Право на имя… Право на славу… Боже, сколько было прожито, продумано и прочувствовано, прежде чем зал стал встречать неистовыми аплодисментами – нет, не появившегося перед зрителями народного артиста Азербайджанской Республики Исмаила Дагестанлы, а уже только слышавшийся из-за кулис голос этого выходившего на сцену лицедея и кумира! Это было наградой за все – за красоту и ласкающую взор осанистую, ладно скроенную, выдававшую театральную, сценическую личность фигуру. За твердость в преодолении самых сложных испытаний жизни. За канувшие в прошлое нужду и неустроенность. За уважение и доверие коллег и всеобщую любовь зрительской аудитории – теперь уже заполнявшей не только залы театра, в котором он служил, но и многочисленные клубы во всей республике, куда на гастроли то и дело выезжал театр. Наконец, просто за то, что он, Исмаил Дагестанлы, естественным образом пришел к тому, что стал на долгие годы одним из символов азербайджанского театра.

Значимость выдающейся личности, по-моему, осознается во времени и пространстве.

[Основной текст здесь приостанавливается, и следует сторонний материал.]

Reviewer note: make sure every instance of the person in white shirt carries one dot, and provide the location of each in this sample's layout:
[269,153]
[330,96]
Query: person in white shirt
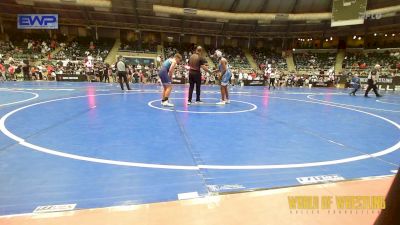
[372,80]
[121,68]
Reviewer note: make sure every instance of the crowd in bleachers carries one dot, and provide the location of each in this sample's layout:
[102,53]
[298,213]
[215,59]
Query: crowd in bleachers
[264,56]
[310,61]
[138,46]
[234,55]
[360,61]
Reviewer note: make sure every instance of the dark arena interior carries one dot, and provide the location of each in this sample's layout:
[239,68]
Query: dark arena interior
[211,112]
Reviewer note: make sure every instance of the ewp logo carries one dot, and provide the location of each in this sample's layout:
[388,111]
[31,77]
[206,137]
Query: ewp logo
[38,21]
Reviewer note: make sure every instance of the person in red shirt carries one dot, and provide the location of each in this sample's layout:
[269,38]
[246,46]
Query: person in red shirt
[2,72]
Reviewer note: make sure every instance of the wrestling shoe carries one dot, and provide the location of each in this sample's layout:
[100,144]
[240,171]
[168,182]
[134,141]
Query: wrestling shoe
[167,104]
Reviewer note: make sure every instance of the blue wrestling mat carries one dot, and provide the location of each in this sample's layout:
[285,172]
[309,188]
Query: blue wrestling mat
[92,145]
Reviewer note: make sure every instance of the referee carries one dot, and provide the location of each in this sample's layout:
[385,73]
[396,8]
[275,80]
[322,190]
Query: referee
[196,62]
[372,79]
[121,69]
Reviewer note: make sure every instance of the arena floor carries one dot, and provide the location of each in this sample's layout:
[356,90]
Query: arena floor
[92,145]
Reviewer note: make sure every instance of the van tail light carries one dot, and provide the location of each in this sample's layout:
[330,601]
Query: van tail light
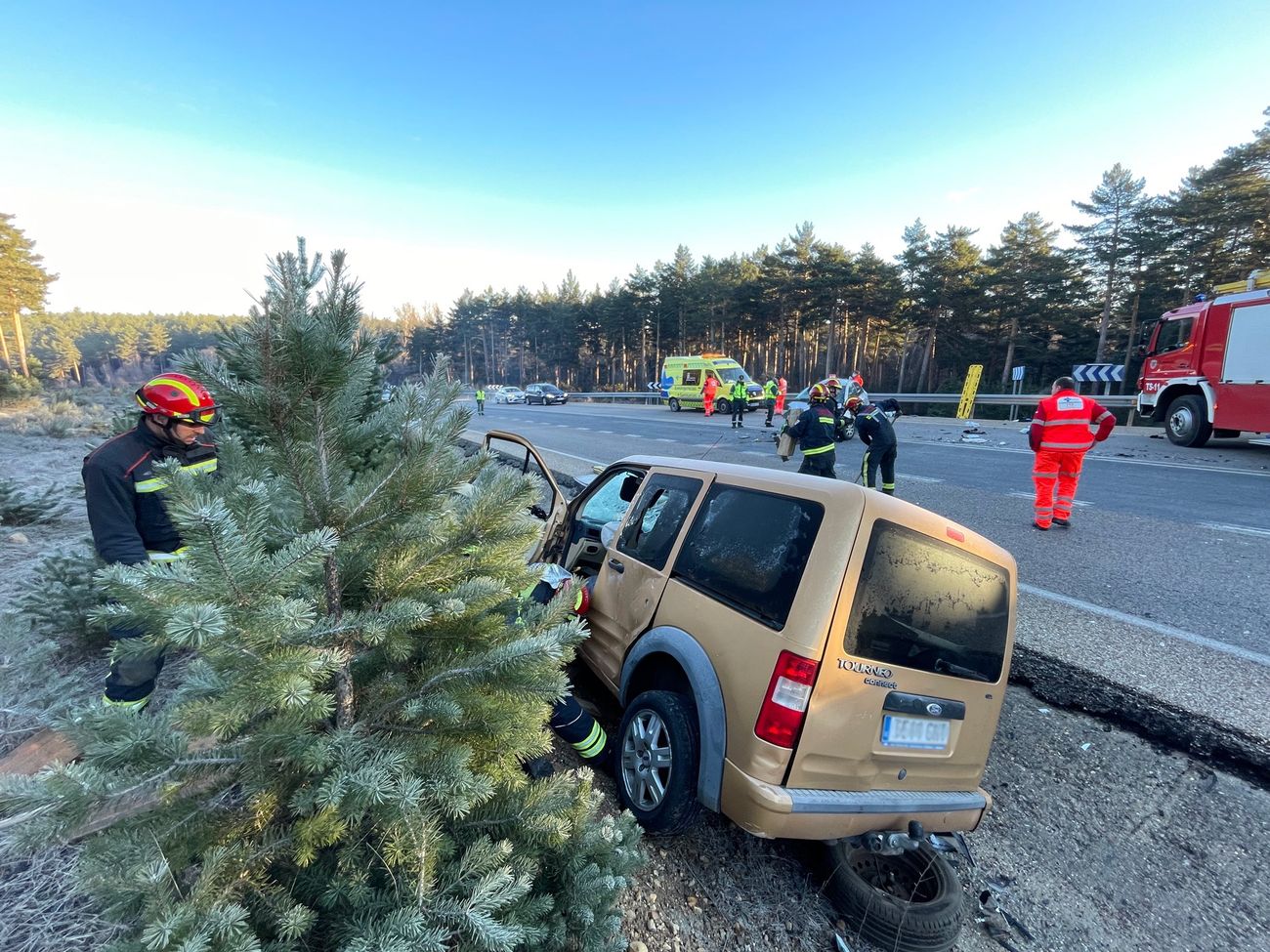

И великий азербайджанский актер Исмаил Дагестанлы для соотечественников – прежде всего олицетворение и порождение времени. Театр в тот период сделал акцент на идею борьбы за раскрепощение, и устами великих драматургов обращался в переполненные залы с самыми проникновенными, захватывающими словами. И поскольку обращались к залу именно те герои, которых чаще других играл Исмаил Дагестанлы, он и стал для публики олицетворением этих героев – не только театральным кумиром, но и героем времени. Недаром же Ламия Дагестанлы в воспоминаниях о своем отце пишет: «Отец никогда не играл слабых, несчастных людей или отщепенцев – он всегда был лидером, воином, героем. Ширваншах в спектакле «Низами» по пьесе Мехти Гусейна, Октай в спектакле «Октай Эльоглу» Джафара Джаббарлы, Гудрат в «Тебризе туманном», Ханлар в одноименной пьесе, Борис в «Грозе» А.Островского, Селимбек в «Гачаг Наби», Эльмар в спектакле по пьесе Ильяса Эфендиева «Светлый путь» и, конечно же, шекспировские титаны – полные противоречий личности, каждый по своему встречающие свою нелегкую судьбу». Но на редкость убедительно сыгранные колоритным актером, представавшие во всем многообразии своих характеров, они неизменно вызывали огромный интерес зрителя и ощущение сопричастности.

Глядя на актерские работы Исмаила Дагестанлы в ансамбле с коллегами, зрители просто не могли оставаться равнодушными. И понятно: как успешный актер, он имел счастливую возможность на протяжении творческой жизни исследовать мир в его безграничном многообразии, чтобы по-своему приобщать своих зрителей к раздумьям о том, какова в нем роль человека и процессов, происходящих по его воле.

О том, как рождались эти образы, зрители могли разве что только догадываться, предположительно домысливая, сколь огромное место в жизни большого актера занимали размышления об идеях, зашифрованных в творениях великих мира сего – писателей и мыслителей, лучших из драматургов. Но, к счастью для его потомков и последователей, мы сегодня имеем возможность заглянуть и в этот необычайно богатый внутренний мир корифея, хотя бы представить, ценой какого огромного труда рождались нужные интонации, акценты и характеры, на сцене поражавшие своей подлинной естественностью.

Приученный за годы учебы на филологическом, а потом и на юридическом факультете Азербайджанского (ныне Бакинского) государственного университета, при чтении лекций будущим актерам в Театральном институте, да и в разных аудиториях для любознательной публики, Исмаил муаллим никогда не изменял привычке штудировать десятки томов лучшей, достойнейшей литературы, выписывать показавшиеся ему интересными цитаты. Эти записи, сохранившиеся в семье, позволяют и нам проникнуть в мир его размышлений и представлений о смысле существования актера и человека вообще, в известной мере понять, каким он был на самом деле.

– В нашем доме всегда бывало много гостей, – вспоминает Ламия ханум. – Строгим и недоступным отец казался разве что только на вид. Он был душой компаний, задушевным собеседником. Маму он любил необыкновенно, с уважением относился к ее творчеству. Одаренный художник, она постоянно придумывала новые сюжеты и композиции. Особенно выразительными у нее получались куклы – колоритные национальные персонажи, и, любуясь ими, папа не мог нарадоваться на то, как талантлива его любимая Луиза.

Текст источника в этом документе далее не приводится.